Best Bitcoin Card for Senegal
The Republic of Senegal lies in the far west of Africa and, with an area of 196,722 km², is about half the size of Germany. The river Senegal, which marks a large part of the north and northeast border, gave the country its name. Senegal borders Mauritania in the north, Mali in the east, Guinea and Guinea-Bissau in the south, and the Atlantic Ocean in the west. Along the lower reaches of the Gambia River, the Republic of Gambia extends about 350 km as an enclave into the state territory of Senegal.
Most of the country consists of coastal lowlands, which rise only gradually in the east towards the Guinean mountainous region of Fouta-Djalon, the foothills of which reach heights of 300 m to a maximum of 581 m in the extreme southeast of Senegal. The rivers Senegal, Saloum, Gambia and Casamance flow through the coastal plain in an east-west direction. About 700 km of the 1 430 km long Senegal flow through the country of the same name. The main source of the Senegal river originates in the mountains of Guinea and is called Bafing. The Atlantic coast is predominantly flat and little indented except for the peninsula Cape Verde (Cap Vert) formed from former volcanic islands, which forms the westernmost headland of Africa (not to be confused with the island state Cape Verde of the same name, whose islands lie approx. 700 km off the coast).

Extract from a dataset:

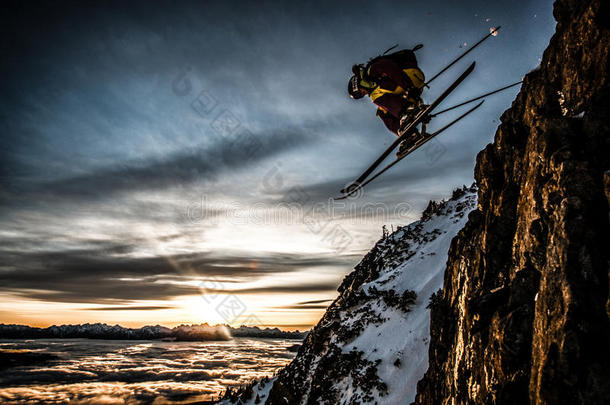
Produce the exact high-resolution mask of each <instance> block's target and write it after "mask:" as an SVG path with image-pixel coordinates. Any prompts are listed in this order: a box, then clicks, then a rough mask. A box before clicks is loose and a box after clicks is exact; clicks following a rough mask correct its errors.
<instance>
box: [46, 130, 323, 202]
mask: <svg viewBox="0 0 610 405" xmlns="http://www.w3.org/2000/svg"><path fill="white" fill-rule="evenodd" d="M311 134H312V133H311V131H307V130H305V129H293V130H285V131H278V132H277V133H272V134H253V133H250V132H248V133H245V135H243V136H237V137H236V138H234V139H226V140H223V142H220V143H218V144H216V145H214V146H212V147H211V148H209V149H207V150H198V151H185V152H182V153H178V154H176V155H174V156H169V157H167V158H165V159H162V160H159V161H154V160H153V159H149V160H147V161H143V162H140V163H132V164H130V163H127V164H124V165H122V166H121V167H116V168H108V169H105V170H100V171H97V172H93V173H91V174H85V175H81V176H76V177H72V178H68V179H65V180H59V181H56V182H51V183H47V184H41V185H40V188H41V189H42V190H44V191H46V192H48V193H52V194H54V195H55V196H65V197H70V198H80V197H84V198H87V197H98V198H108V196H109V195H111V194H113V193H116V192H121V191H136V190H142V189H145V190H146V189H148V190H150V189H165V188H168V187H171V186H174V185H176V184H188V183H190V182H193V181H202V180H203V181H213V180H214V179H215V178H217V177H218V175H220V174H222V173H225V172H228V171H235V170H238V169H243V168H245V167H248V166H251V165H256V164H257V163H258V162H259V161H261V160H264V159H268V158H270V157H273V156H274V155H276V154H278V153H281V152H283V151H286V150H289V149H291V148H294V147H296V146H299V145H301V144H303V143H305V142H307V141H308V140H311V139H312V135H311ZM151 160H152V161H151Z"/></svg>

Senegal is a republic with a presidential system, the constitution dates from 2001. The head of state is the president (since April 2012 Macky Sall), who is elected for five years (re-election possible) and has far-reaching powers. The head of the government is the Prime Minister, who is appointed by the President (Prime Minister Ministre, since July 2014 Mohamed Ben Abdallah Dionne). He appoints the ministers in consultation with the president.
The legislative power lies with the two-chamber parliament, consisting of the Senate (Sénat) with 100 members – 35 elected, 65 appointed by the President – and the National Assembly (Assemblée Nationale) with 150 deputies, directly elected by the people for five years.Senegal is divided into 14 regions.
Senegal is a developing country, almost half of the population lives in poverty. Since the mid-1990s, the economy, which until then had been predominantly state-controlled, has been increasingly liberalised and privatised.
Agriculture employs 77% of the total population. It forms the natural basis of life for the rapidly growing population and is mostly practised as a subsistence economy. Droughts, overgrazing and soil erosion prevent yields from feeding the country’s inhabitants. Food is one of Senegal’s most important imports. Fish, fish products and peanuts account for about one third of Senegal’s export volume. For their own needs, small farmers cultivate millet, rice, manioc, potatoes, vegetables and cotton.
The most important growth area is the service sector (especially finance, telecommunications and real estate). Tourism is an important source of foreign exchange in Senegal.
The most important industries are textiles and food processing, chemicals (oil processing, fertilizer production) and building materials. Senegal has phosphate and oil reserves of mineral resources, but the latter have not yet been extracted and phosphate mining is declining. The energy demand is largely covered by imported crude oil.
The most important import trading partner is still France, followed by Nigeria and India. Most goods are currently sold to Mali, Switzerland and India. The country has about 4,300 km of asphalt roads (a total of about 14,500 km) and about 900 km of rail. Dakar has a large seaport. The large international airport is also located in the vicinity of the capital. The currency is the CFA franc.